As a note, when I say Angular, it means Angualr 2.x and above (including Angular 4).
In general, it’s not recommended to use more than one way to access/manipulate the DOM. Angular already does a nice job when it comes to DOM manipulation. You should be using Angular if you’re starting a new project.
But for the exising projects which uses JQuery extensively, you don’t have an option.
You may want to migrate to Angular, but it’s possible at once. You have to do it iteratively. So for the time being, you might want to use both angular and jquery at the same time.
Let’s start with a simple component.
import { Component, OnInit } from "@angular/core";
@Component({
selector: 'app-root',
template: `Click Me!`
})
export class AppComponent implements OnInit {
ngOnInit(): void {
}
}
This is a plain angular component which simply shows a button called ‘Click Me’. If you click that button in browser, it’ll display you an alert message.
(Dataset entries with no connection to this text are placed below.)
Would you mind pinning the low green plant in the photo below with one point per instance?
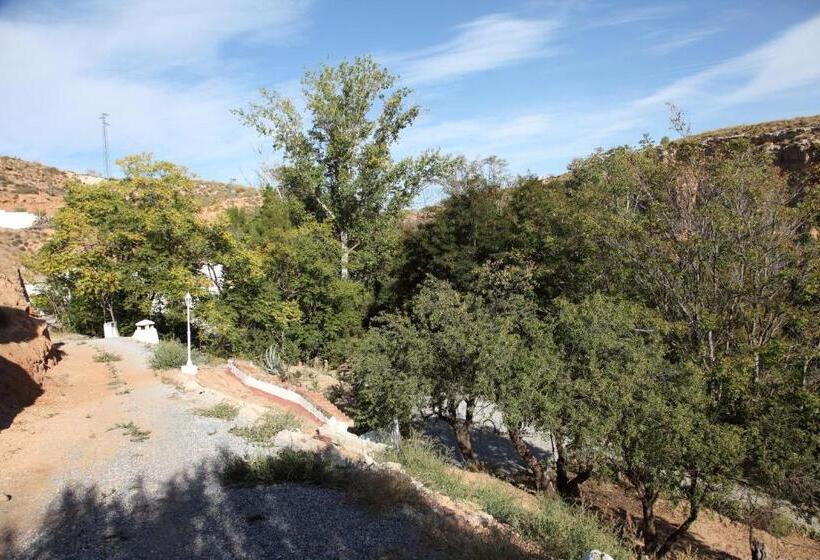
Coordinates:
(561, 530)
(170, 354)
(132, 430)
(272, 361)
(223, 411)
(266, 428)
(106, 357)
(289, 465)
(379, 491)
Let’s add jquery on top of this and will make it more interesting.
npm install --save jquery
Here, I just installed jquery node module into project and saved it in package.json file.
If you’re using angular-cli for bootstrapping the project, then you need to tell the webpack (default build tool in angular-cli) to include the jquery during the build, so that it’ll be availble for your browser at runtime.
To do that, just replace the existing empty scripts block with this lines in your .angular-cli.json file.
"scripts": [
"../node_modules/jquery/dist/jquery.min.js"
],
Now the setup is over!… We can start using it right away.
import { Component, OnInit } from "@angular/core";
declare var jQuery: any;
@Component({
selector: 'app-root',
template: `Click Me!`
})
export class AppComponent implements OnInit {
ngOnInit(): void {
jQuery('button').click();
}
}
Here, I declared a type called jquery so that typescript compiler will not complain me about its usage. Since it’s declared as any, you can call any method on it. But in runtime (i.e, inside your browser), jquery variable will be interpretted as the actual jquery. So, it’ll work in the runtime.
If you run the above example, you’ll see an alert message when loading the page. That means, jquery is working with angular and typescript.
I won’t recommend to include this kind of logic in the ngOnInit() method in real applications.
PS: I used the following version of packages for this example. Angular 2.4.9, Typescript 2.0.0, Angular Cli 1.0.0-rc.1 & JQuery 3.1.1.